E. L. Marchand : Est-ce que certaines langues conviennent mieux à certains types de textes? Certaines posent-elles des difficultés particulières?
Frances Urdininea : Rédiger avec clarté et précision demande des efforts peu importe la langue. Cela dit, je trouve que l’anglais est excellent pour les sujets techniques; l’allemand est taillé pour les textes philosophiques; le français est très élégant pour la littérature, la diplomatie et les arts; l’espagnol, ma langue maternelle, est parfait pour la poésie, la chanson et l’expression des sentiments.
Kelly Akerman : Je vois un lien évident entre toutes les langues romanes, puisque c’est avec ces langues que je travaille principalement. Je ne dirais pas qu’une langue convient plus qu’une autre à certains types de traductions. Ce que je sais par contre, c’est qu’une langue comme le français ou l’espagnol a probablement une plus grande portée internationale que, par exemple, le roumain ou le catalan.

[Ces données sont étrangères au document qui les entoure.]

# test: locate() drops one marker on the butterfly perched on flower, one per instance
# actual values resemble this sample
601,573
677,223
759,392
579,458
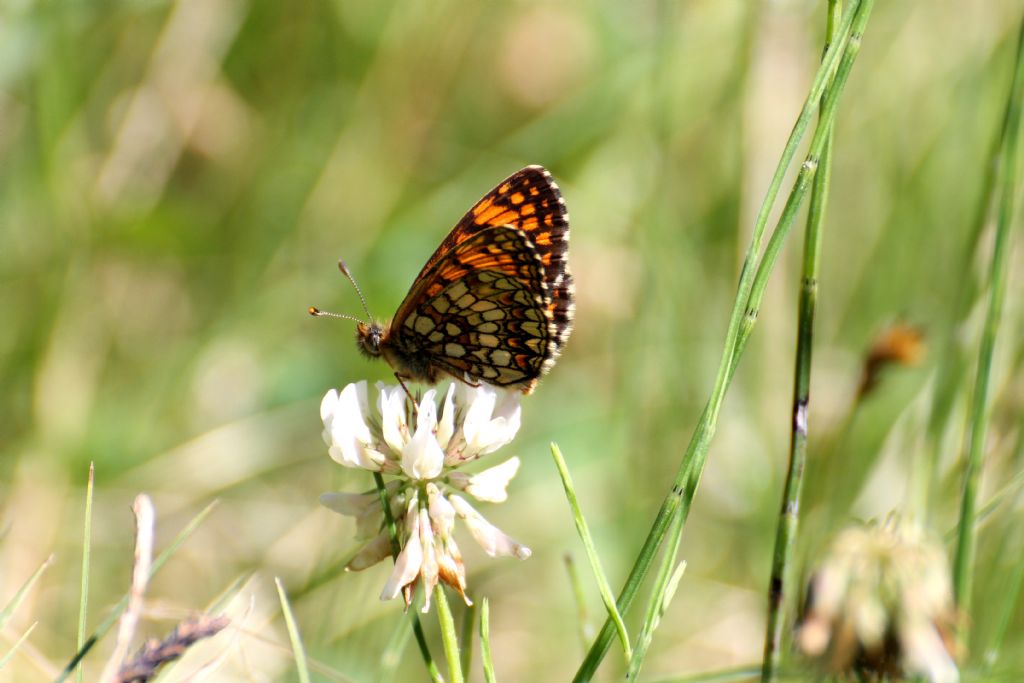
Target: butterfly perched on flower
495,302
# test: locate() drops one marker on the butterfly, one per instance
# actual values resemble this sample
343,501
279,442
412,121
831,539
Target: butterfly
495,303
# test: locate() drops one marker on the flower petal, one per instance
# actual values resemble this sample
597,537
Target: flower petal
422,459
428,568
391,403
441,512
493,540
445,426
489,484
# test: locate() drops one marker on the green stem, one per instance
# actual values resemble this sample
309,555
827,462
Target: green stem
679,499
449,637
785,534
83,605
485,660
421,639
665,587
964,561
466,638
588,544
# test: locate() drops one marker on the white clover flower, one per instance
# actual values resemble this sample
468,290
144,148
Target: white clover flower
421,447
881,603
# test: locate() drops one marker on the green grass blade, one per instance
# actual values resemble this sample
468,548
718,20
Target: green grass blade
421,638
298,651
13,648
466,638
588,543
1008,159
450,640
83,605
485,660
115,614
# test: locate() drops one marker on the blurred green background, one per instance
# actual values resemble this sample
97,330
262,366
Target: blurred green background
177,180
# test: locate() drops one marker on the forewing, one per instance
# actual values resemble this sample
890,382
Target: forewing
531,202
481,311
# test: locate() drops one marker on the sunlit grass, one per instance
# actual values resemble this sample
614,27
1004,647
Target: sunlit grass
178,180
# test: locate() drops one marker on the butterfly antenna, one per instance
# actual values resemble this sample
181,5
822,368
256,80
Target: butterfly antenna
363,299
316,312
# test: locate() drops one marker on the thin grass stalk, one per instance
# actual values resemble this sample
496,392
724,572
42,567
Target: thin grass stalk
665,589
964,561
693,466
466,638
17,643
421,639
115,614
607,597
485,660
780,581
391,656
450,639
677,502
298,650
951,366
83,603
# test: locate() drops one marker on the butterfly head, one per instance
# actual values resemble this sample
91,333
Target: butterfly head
370,337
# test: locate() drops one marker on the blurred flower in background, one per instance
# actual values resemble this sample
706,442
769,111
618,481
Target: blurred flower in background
899,344
881,604
422,446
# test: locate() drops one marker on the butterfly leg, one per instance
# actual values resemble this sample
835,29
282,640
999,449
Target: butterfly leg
412,398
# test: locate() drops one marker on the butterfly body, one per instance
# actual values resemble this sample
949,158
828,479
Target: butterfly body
495,302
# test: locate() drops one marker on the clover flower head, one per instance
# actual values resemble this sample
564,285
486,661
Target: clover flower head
881,604
421,446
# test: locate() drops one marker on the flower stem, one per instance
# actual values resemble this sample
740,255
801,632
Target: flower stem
421,639
488,666
747,301
449,637
115,614
83,605
790,512
1007,159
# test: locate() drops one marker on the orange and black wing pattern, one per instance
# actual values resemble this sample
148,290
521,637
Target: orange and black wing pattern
480,312
531,202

Efraim Klamph : J’ai eu à traduire des textes de la Chine continentale, et aussi de Hong Kong et Taïwan, par exemple. Le chinois y est très différent. Les caractères sont différents, et le style aussi. Les documents juridiques taïwanais sont rédigés dans un style classique, extrêmement précis, mais en même temps très nuancé. C’est un style d’écriture qui est très différent de celui des textes juridiques de la Chine continentale.
E. L. Marchand : Selon vous, quel est le rôle de la traduction multilingue ou du multilinguisme dans le multiculturalisme?

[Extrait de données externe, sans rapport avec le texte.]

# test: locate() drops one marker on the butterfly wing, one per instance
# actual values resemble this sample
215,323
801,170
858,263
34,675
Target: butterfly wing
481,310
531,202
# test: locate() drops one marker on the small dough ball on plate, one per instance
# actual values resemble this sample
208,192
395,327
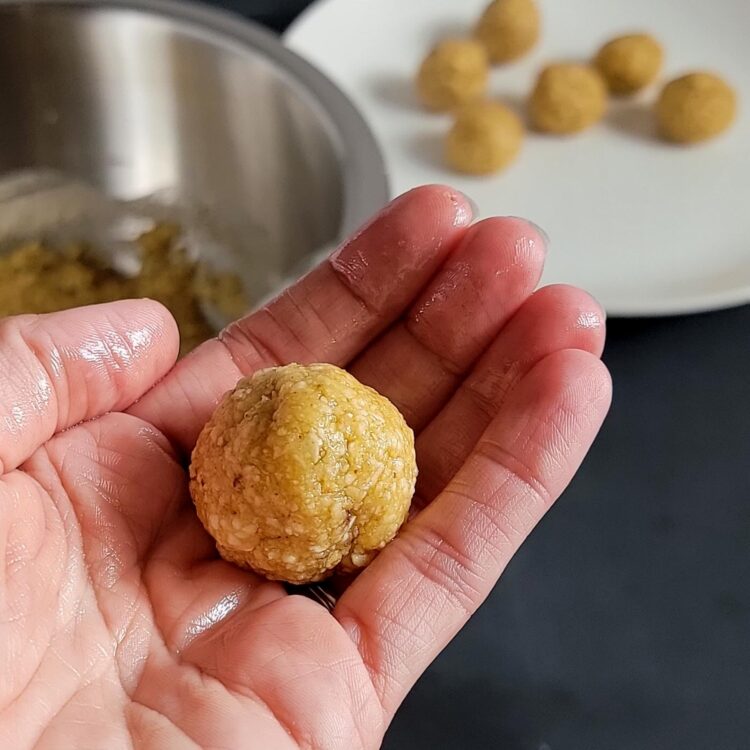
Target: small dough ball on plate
303,471
485,137
630,63
695,108
567,98
509,29
455,72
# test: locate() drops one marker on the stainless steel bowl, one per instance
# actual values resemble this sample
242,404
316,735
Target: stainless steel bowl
194,109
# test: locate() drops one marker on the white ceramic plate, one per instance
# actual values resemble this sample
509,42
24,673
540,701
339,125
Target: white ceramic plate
648,228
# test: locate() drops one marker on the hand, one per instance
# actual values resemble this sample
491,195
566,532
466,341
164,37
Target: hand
119,625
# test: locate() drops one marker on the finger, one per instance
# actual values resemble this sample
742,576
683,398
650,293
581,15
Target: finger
60,369
419,362
330,316
553,319
420,591
291,657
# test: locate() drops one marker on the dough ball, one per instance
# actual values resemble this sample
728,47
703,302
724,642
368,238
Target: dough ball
303,471
630,63
509,29
567,98
456,71
695,108
485,137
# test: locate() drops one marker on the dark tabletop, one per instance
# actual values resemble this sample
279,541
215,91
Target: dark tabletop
624,622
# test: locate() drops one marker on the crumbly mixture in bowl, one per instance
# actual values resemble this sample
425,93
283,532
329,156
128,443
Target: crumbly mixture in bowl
38,278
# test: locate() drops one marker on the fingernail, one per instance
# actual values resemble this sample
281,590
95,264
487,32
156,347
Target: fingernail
539,230
475,213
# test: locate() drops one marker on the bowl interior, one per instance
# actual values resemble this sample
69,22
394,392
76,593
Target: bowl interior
151,105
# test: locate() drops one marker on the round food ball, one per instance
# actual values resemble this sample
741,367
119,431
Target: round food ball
695,108
485,137
303,471
630,63
567,98
509,29
456,71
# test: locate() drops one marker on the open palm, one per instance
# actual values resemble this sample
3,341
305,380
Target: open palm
119,625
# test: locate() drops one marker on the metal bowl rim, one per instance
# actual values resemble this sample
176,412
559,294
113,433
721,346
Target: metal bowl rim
366,185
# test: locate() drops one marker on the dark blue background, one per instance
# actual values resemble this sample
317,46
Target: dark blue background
624,622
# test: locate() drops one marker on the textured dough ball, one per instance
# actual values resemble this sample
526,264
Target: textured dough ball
302,471
630,63
485,137
456,71
567,98
509,29
695,107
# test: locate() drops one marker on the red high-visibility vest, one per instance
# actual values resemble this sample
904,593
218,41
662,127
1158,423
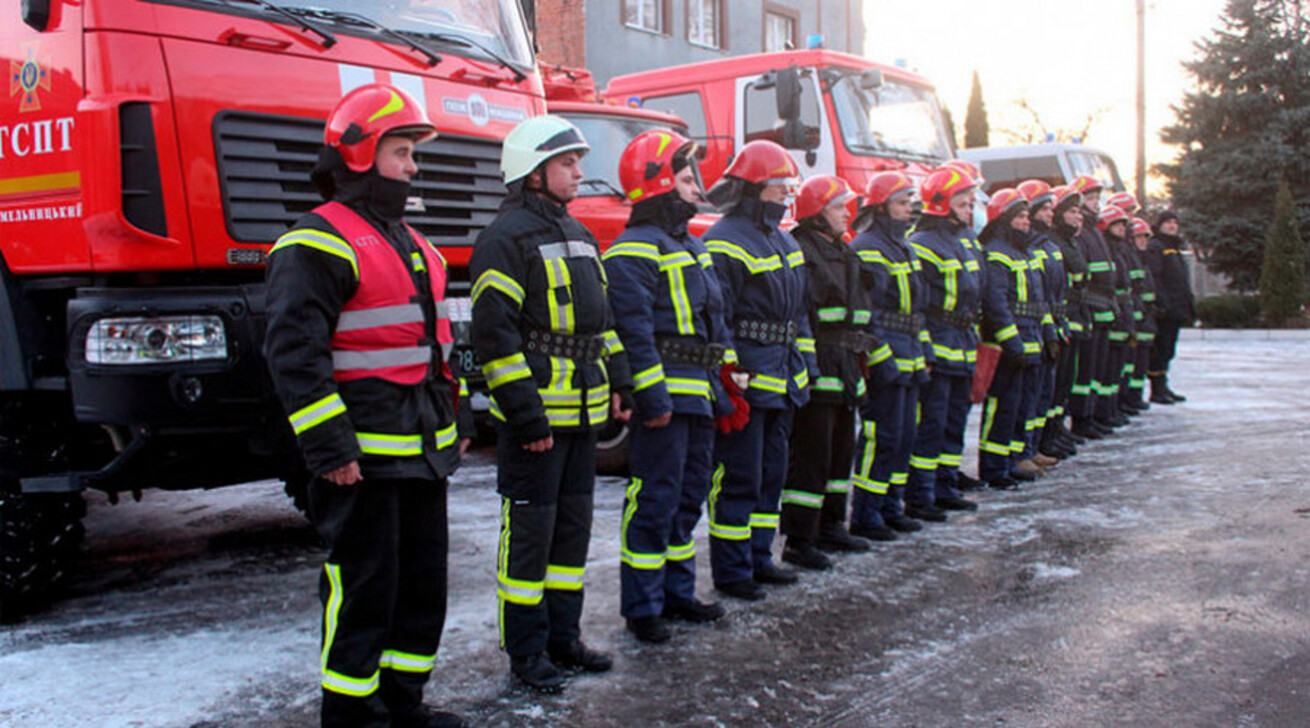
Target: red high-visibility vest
380,329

Frances Urdininea : Étant donné l’essor des nouvelles technologies et le développement de l’intelligence artificielle (IA), la traduction automatique va être de plus en plus perfectionnée. Ce que j’espère, c’est que lever les obstacles de la langue nous aidera à comprendre que, malgré les sonorités et les préférences culturelles différentes, nous sommes, tout le monde, des êtres humains, et que nous avons plus de points en commun que nous le pensons.

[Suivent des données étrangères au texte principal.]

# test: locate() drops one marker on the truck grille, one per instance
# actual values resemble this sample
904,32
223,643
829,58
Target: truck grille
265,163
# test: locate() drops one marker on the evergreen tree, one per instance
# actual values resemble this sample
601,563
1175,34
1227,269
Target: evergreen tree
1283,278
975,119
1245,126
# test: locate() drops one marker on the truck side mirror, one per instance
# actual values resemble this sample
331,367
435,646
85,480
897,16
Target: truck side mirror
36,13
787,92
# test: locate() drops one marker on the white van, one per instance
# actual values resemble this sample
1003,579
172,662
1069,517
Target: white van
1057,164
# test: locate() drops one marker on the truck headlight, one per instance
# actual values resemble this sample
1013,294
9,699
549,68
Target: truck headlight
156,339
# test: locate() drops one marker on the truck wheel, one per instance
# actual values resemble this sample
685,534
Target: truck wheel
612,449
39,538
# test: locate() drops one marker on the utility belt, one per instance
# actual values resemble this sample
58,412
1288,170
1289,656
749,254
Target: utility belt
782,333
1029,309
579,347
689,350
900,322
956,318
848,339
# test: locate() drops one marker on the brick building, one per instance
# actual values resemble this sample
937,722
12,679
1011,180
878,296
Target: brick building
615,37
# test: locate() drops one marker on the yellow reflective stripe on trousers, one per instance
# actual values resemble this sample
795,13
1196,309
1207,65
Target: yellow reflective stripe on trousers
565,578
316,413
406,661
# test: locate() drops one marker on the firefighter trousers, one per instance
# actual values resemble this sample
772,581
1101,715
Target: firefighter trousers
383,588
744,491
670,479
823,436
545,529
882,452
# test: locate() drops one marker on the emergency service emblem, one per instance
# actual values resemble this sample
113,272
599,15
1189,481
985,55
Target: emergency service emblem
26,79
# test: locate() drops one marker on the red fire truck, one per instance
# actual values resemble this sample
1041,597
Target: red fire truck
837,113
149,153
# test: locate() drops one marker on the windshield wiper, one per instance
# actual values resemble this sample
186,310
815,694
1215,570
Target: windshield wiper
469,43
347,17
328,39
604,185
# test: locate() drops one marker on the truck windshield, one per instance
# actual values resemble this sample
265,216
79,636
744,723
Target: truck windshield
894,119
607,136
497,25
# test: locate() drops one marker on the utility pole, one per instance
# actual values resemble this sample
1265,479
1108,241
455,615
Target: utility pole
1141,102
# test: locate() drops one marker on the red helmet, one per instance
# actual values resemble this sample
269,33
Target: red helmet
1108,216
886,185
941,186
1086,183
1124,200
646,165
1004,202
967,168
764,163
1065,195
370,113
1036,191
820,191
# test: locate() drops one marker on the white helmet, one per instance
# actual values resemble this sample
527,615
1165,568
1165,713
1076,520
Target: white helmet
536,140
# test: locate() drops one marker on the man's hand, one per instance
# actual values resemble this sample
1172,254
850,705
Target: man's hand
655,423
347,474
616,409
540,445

Kelly Akerman : Je crois que le fait d’être multilingue me permet, et permet peut-être aussi aux personnes autour de moi, de changer fondamentalement la façon dont on communique en société, voire la façon dont on perçoit la structure de la société, parce que le multilinguisme modifie nos schèmes de pensée. Toutefois, je vois un lien entre le multilinguisme et le transculturalisme ou l’interculturalisme, qui sont pour moi des notions beaucoup plus dynamiques.
Efraim Klamph : Le Canada est un pays multiculturel. De notre perspective, il est donc naturel d’accepter et de reconnaître les langues comme faisant partie de la culture canadienne. En tant que traducteur, je dirais que je suis un des éléments du système qui aide les personnes qui ne parlent pas la même langue à communiquer entre elles. Donc, je dirais que je contribue à faciliter la communication et à faire le pont entre les cultures.
E. L. Marchand : Merci Frances, Kelly et Efraim! C’était vraiment intéressant d’en apprendre davantage au sujet des aspects gratifiants et aussi des défis de la traduction multilingue. Contribuer à faciliter la communication et à faire le pont entre les cultures – quel travail inspirant! Aux gens qui nous lisent, avez-vous d’autres questions sur la traduction multilingue? Elles pourraient être le sujet d’une future entrevue!